Re: Allowing NOT IN to use ANTI joins

From: David Rowley <dgrowleyml(at)gmail(dot)com>
To: Marti Raudsepp <marti(at)juffo(dot)org>
Cc: PostgreSQL-development <pgsql-hackers(at)postgresql(dot)org>
Subject: Re: Allowing NOT IN to use ANTI joins
Date: 2014-06-11 08:53:03
Message-ID: CAApHDvo2Li6ZxEvL5H-MgzJMp9wN71jK3x-133xgALYA8g-4cA@mail.gmail.com
Views: Raw Message | Whole Thread | Download mbox | Resend email
Thread:
Lists: pgsql-hackers

On Mon, Jun 9, 2014 at 11:20 PM, Marti Raudsepp <marti(at)juffo(dot)org> wrote:

> On Sun, Jun 8, 2014 at 3:36 PM, David Rowley <dgrowleyml(at)gmail(dot)com> wrote:
> > Currently pull_up_sublinks_qual_recurse only changes the plan for NOT
> EXISTS
> > queries and leaves NOT IN alone. The reason for this is because the
> values
> > returned by a subquery in the IN clause could have NULLs.
>
> I believe the reason why this hasn't been done yet, is that the plan
> becomes invalid when another backend modifies the nullability of the
> column. To get it to replan, you'd have to introduce a dependency on
> the "NOT NULL" constraint, but it's impossible for now because there's
> no pg_constraint entry for NOT NULLs.
>
> The only way to consistently guarantee nullability is through primary
> key constraints. Fortunately that addresses most of the use cases of
> NOT IN(), in my experience.
>
>
I tried to break this by putting a break point
in convert_ANY_sublink_to_join in session 1. Not that it really had to be
in that function, I just wanted it to stop during planning and before the
plan is executed.

-- session 1
select * from n1 where id not in(select id from n1); -- hits breakpoint in
convert_ANY_sublink_to_join

-- session 2
alter table n2 alter column id drop not null;

insert into n2 values(null);

I see that session 2 blocks in the alter table until session 1 completes.

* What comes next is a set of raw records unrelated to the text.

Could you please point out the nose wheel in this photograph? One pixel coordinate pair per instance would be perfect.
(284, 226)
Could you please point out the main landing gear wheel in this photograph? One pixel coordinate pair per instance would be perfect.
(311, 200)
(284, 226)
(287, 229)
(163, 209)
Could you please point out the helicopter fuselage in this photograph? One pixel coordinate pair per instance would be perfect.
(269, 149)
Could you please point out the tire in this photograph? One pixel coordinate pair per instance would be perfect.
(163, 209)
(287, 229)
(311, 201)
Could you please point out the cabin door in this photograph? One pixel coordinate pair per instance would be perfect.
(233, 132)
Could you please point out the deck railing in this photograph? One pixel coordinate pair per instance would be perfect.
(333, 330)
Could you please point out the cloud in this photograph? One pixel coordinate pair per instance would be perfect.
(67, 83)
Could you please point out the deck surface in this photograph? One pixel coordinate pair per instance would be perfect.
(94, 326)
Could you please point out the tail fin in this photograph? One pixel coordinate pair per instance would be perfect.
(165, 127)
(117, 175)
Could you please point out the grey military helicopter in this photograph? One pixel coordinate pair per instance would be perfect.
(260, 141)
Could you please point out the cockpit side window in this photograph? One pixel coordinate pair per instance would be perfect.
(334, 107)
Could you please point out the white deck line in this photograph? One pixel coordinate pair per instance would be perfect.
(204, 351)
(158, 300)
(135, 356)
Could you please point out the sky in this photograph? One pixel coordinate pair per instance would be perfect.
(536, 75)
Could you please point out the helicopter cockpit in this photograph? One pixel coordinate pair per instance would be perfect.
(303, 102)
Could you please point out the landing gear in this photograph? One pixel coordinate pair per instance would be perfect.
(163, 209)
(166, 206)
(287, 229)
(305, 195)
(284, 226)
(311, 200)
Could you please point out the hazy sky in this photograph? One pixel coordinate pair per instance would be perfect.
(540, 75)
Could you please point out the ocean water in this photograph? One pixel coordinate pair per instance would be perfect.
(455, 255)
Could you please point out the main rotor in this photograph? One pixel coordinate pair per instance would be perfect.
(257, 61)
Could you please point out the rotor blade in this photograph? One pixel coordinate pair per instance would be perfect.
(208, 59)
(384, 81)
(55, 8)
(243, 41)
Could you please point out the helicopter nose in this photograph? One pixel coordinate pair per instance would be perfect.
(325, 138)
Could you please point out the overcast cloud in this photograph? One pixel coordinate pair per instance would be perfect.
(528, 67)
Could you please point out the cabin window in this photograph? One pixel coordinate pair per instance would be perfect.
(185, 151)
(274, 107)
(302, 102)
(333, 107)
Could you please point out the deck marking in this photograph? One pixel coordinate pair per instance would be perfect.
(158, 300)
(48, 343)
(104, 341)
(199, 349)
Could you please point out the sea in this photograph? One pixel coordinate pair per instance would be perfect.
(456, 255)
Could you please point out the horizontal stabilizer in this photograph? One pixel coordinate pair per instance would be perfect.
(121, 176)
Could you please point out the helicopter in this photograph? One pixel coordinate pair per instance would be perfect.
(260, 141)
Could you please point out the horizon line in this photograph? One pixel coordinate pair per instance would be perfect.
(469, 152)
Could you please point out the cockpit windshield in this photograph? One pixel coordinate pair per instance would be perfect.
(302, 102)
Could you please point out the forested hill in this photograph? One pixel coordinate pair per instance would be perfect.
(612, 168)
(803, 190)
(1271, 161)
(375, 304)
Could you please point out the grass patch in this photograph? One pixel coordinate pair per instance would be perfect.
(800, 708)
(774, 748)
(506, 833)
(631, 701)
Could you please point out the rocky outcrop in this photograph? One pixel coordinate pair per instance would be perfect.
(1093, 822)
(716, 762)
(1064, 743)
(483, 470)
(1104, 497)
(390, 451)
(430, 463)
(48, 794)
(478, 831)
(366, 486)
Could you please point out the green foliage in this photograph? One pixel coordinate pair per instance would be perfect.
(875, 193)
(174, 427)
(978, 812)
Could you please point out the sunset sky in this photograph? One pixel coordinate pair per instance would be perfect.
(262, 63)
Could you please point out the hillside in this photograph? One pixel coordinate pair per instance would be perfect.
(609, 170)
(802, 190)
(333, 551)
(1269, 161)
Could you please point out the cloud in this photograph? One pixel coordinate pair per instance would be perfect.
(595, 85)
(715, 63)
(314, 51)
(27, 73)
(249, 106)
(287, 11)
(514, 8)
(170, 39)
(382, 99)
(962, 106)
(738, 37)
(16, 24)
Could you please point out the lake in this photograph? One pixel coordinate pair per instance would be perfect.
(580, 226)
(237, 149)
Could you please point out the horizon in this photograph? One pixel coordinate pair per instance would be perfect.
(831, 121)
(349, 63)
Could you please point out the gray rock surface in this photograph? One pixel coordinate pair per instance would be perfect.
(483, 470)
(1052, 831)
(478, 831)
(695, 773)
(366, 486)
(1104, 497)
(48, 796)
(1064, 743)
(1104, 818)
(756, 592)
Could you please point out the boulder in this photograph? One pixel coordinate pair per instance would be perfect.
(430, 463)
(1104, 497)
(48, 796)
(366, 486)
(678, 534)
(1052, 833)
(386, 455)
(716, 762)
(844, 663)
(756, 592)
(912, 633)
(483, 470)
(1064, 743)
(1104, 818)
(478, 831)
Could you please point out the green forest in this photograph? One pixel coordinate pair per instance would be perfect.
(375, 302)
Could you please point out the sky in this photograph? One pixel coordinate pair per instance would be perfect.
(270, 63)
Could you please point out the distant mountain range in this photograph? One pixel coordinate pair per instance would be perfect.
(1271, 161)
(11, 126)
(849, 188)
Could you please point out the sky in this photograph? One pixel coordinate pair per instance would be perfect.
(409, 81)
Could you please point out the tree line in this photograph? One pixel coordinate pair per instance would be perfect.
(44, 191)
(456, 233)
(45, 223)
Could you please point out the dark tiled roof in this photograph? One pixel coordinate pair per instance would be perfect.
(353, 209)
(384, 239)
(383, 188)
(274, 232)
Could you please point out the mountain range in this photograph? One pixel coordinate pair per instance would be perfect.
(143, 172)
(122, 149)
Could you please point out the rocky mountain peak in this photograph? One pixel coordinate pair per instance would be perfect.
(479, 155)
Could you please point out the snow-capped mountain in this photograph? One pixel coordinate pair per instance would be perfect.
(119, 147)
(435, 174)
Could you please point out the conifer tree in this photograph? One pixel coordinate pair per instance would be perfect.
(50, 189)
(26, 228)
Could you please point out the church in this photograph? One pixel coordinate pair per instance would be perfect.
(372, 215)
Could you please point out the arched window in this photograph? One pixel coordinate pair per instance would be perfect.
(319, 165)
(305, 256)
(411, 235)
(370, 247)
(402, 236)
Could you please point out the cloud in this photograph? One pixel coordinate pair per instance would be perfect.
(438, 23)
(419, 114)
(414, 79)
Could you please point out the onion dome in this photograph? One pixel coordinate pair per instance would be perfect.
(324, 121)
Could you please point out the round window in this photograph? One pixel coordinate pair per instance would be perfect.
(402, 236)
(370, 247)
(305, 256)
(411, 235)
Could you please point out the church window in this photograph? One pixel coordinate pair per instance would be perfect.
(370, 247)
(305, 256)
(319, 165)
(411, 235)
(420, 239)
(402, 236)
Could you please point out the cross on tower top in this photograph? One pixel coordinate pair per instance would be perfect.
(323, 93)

I've not really checked out the code in detail around when the snapshot is
taken and the transaction ID is generated, but as long as the transaction
id is taken before we start planning in session 1 then it should not matter
if another session drops the constraint and inserts a NULL value as we
won't see that NULL value in our transaction... I'd assume that the
transaction has to start before it grabs the table defs that are required
for planning. Or have I got something wrong?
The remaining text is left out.